Que pensez-vous de la situation actuelle dans les pays arabes ? Constitue-t-elle une amélioration ou un régression de la condition de la femme ?
Lorsque le mouvement de protestation a éclaté sur la place Tahrir en Égypte, je pensais, comme beaucoup d’autres, que ce pays embrasserait la laïcité. J’avais bon espoir. Mais les Frères musulmans, les islamistes, ont ensuite pris les rênes du pouvoir. Aujourd’hui, je suis vraiment déçue. La condition de la femme ne s’est pas améliorée. Les dictateurs s’en vont, certes, mais les islamistes prennent leur place. La situation est alarmante. Les laïcs devraient protester contre les islamistes et encourager et soutenir les dirigeants laïcs afin qu’ils remportent les élections, car les Frères musulmans et les islamistes ne peuvent pas garantir les droits des femmes. Ces droits et libertés ne sont en effet pas autorisés. La situation actuelle est décourageante, mais je suis optimiste quant à son amélioration.
Que pensez-vous de la situation en Turquie ?
Selon moi, le gouvernement turc a tendance à vouloir islamiser la société. Mais je suis optimiste. Je pense qu’une partie de la population est en faveur de la laïcité ou du kémalisme et veut contribuer à l’évolution du pays. Aujourd’hui, ces gens protestent contre le gouvernement. C’est bon signe.
Vous considérez donc que le printemps arabe est prometteur ?
Oui, tout à fait. Je ne pense pas que les musulmans modérés parviendront à changer la société. Je me demande d’ailleurs où sont ces musulmans modérés lorsque les islamistes émettent des fatwas contre les femmes. Ils ne les défendent pas. Ils sont soit islamistes, soit laïcs. Il n’y a pas de juste milieu. La guerre qui fait rage dans les pays musulmans sévit partout ailleurs. Le monde est divisé entre laïcité et fondamentalisme. Ce conflit oppose ceux qui ont un esprit logique et rationnel à ceux qui ont une foi aveugle et irrationnelle, ceux qui attachent de l’importance aux libertés et ceux qui ne le font pas. Il oppose innovation et tradition, avenir et passé, modernisme et barbarisme, humanisme et islamisme.

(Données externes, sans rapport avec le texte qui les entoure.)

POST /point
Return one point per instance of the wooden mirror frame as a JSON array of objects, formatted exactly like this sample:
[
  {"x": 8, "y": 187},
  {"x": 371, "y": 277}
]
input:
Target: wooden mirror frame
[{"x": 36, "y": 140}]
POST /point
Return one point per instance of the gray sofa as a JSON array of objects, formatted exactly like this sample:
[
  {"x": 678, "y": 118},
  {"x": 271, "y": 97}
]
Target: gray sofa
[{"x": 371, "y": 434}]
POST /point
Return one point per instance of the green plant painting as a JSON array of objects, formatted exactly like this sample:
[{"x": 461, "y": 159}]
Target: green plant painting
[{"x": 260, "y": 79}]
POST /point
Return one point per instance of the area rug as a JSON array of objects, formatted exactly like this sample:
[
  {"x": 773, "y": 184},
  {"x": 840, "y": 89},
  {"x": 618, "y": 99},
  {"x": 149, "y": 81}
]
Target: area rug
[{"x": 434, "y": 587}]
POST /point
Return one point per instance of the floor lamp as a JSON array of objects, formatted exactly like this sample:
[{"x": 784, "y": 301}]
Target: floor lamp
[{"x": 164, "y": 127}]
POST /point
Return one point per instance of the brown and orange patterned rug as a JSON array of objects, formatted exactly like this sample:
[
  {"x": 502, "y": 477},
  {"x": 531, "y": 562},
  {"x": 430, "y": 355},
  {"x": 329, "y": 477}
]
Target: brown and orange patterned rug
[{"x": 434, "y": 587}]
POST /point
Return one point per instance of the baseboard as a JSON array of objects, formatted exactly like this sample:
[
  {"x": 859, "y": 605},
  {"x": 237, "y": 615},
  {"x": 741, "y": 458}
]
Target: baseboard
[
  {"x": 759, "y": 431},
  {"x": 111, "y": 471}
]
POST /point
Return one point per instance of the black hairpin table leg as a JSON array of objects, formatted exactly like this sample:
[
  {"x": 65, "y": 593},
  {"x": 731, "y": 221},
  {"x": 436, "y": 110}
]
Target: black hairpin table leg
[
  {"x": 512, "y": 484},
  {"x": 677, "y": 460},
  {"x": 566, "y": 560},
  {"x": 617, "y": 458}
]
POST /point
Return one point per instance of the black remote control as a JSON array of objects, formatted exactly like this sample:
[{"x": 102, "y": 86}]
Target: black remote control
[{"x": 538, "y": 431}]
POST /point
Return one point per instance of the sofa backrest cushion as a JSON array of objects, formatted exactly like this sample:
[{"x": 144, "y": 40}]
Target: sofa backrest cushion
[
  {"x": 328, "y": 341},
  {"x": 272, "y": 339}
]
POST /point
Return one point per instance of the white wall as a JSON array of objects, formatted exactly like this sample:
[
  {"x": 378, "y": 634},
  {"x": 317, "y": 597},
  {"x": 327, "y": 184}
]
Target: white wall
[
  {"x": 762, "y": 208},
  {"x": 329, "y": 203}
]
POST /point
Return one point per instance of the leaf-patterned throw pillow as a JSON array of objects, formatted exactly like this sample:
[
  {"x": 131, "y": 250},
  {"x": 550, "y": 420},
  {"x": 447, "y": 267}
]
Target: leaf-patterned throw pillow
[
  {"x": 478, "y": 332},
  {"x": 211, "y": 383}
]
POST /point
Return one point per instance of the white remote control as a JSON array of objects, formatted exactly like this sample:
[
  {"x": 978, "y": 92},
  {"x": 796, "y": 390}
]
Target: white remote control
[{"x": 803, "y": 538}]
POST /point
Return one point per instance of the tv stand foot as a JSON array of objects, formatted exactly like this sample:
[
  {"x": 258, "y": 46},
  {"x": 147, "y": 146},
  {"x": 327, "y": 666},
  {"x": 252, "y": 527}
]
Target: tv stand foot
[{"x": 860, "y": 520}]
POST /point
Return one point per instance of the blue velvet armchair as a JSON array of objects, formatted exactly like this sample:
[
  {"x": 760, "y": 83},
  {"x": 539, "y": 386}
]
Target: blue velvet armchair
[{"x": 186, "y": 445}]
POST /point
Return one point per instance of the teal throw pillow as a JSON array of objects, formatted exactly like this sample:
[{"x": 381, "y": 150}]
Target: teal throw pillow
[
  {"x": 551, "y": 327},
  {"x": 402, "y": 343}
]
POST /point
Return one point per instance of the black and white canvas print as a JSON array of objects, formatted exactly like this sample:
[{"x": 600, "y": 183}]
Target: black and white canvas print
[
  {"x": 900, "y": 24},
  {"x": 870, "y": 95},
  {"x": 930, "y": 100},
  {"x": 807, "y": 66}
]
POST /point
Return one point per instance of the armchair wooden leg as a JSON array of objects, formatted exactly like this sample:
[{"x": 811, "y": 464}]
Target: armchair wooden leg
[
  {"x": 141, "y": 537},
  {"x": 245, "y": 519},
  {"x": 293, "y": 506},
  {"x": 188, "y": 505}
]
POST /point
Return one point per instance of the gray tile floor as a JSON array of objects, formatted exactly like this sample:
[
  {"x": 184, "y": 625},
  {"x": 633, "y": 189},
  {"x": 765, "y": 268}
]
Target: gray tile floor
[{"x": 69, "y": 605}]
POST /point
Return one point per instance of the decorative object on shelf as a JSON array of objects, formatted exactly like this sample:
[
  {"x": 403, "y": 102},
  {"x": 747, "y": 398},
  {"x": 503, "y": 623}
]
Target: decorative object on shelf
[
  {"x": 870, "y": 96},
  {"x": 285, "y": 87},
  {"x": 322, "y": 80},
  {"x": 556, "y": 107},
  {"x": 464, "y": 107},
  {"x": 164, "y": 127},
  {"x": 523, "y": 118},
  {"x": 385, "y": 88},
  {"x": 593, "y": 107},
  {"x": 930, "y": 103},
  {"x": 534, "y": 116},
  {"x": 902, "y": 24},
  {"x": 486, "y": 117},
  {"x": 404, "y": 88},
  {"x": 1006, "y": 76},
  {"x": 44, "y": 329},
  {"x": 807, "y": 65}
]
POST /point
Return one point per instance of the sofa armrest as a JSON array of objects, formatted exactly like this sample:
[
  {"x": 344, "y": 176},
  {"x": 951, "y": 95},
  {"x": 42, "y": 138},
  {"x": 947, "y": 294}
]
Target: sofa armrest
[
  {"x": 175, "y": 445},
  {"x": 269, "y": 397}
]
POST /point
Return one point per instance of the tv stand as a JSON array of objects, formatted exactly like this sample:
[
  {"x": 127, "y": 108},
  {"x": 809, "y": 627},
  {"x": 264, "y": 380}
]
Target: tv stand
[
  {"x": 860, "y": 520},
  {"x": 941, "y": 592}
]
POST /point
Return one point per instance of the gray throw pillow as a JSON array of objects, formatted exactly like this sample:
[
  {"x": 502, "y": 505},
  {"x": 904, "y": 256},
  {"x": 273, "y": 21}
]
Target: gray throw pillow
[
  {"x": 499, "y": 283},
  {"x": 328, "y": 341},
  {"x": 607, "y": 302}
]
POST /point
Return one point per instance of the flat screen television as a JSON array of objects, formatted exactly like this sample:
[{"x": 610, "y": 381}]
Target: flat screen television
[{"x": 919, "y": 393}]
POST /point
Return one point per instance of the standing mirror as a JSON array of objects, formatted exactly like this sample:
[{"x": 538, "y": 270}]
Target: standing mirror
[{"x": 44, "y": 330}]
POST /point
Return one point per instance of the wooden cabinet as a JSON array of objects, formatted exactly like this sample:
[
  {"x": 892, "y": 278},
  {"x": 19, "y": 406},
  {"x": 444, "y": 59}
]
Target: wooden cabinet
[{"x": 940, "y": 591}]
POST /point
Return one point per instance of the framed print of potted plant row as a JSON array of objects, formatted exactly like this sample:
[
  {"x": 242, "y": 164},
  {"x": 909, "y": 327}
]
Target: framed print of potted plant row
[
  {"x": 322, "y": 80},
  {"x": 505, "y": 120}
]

Certains musulmans vous accusent de confondre islam et charia.
La charia est la loi islamique, il n’y a donc aucune confusion possible. Je ne pense pas qu’il existe une réelle différence entre l’islam et le fondamentalisme islamique. La loi islamique date du VIIe siècle. Nous ne pouvons pas nous soumettre à une loi aussi ancienne. Pourtant, c’est ce que veulent les islamistes. Je m’y oppose, car la charia va à l’encontre des droits et des libertés des femmes. Nous avons évolué ; nous avons découvert l’humanisme. Aujourd’hui, nous réclamons un État laïc, l’égalité des genres, la démocratie. Nous, citoyens du XXIe siècle, sommes conscients de ce qui est profitable et de ce qui est nuisible à la société. La loi du VIIe siècle est trop ancienne. Elle n’est pas appropriée à la vie moderne, à notre époque. Nous ne pouvons donc pas, nous ne devons pas accepter cette loi appelée charia.
Vous dites que certains pays occidentaux ont peur de se voir cataloguer de pays islamophobe ?
Vous avez peur de critiquer l’islam parce que vous pensez que, ce faisant, vous seriez cataloguée d’islamophobe. Mais l’islamophobie est un concept créé par les fondamentalistes islamistes pour vous faire craindre d’être antimusulmans. Or, si vous êtes vraiment compatissants envers les musulmans, vous vous devez de lutter contre les pratiques dogmatiques de la religion musulmane. Sinon, vous êtes leurs ennemis, car leurs dirigeants leur imposent ces lois et ce système barbares. Certains me disent islamophobe, mais je ne le suis pas. Je critique la religion parce que j’ai énormément de compassion pour les musulmans. J’estime qu’ils devraient bénéficier de l’égalité, de la justice et qu’ils devraient pouvoir profiter de leur vie. Je ne suis pas contre les musulmans. Je les ai d’ailleurs soutenus à Gujarat quand ils étaient opprimés par les hindous. Je soutiens les musulmans palestiniens, tout comme les chrétiens pakistanais et les hindous bangladais, opprimés par les fondamentalistes musulmans. Je ne considère pas ces musulmans, hindous, chrétiens et juifs comme tels, mais comme des êtres humains, sans distinction de genre, d’origine ethnique ou de conviction religieuse. Je les défends car j’estime qu’aucun être humain ne doit être opprimé à cause de sa religion.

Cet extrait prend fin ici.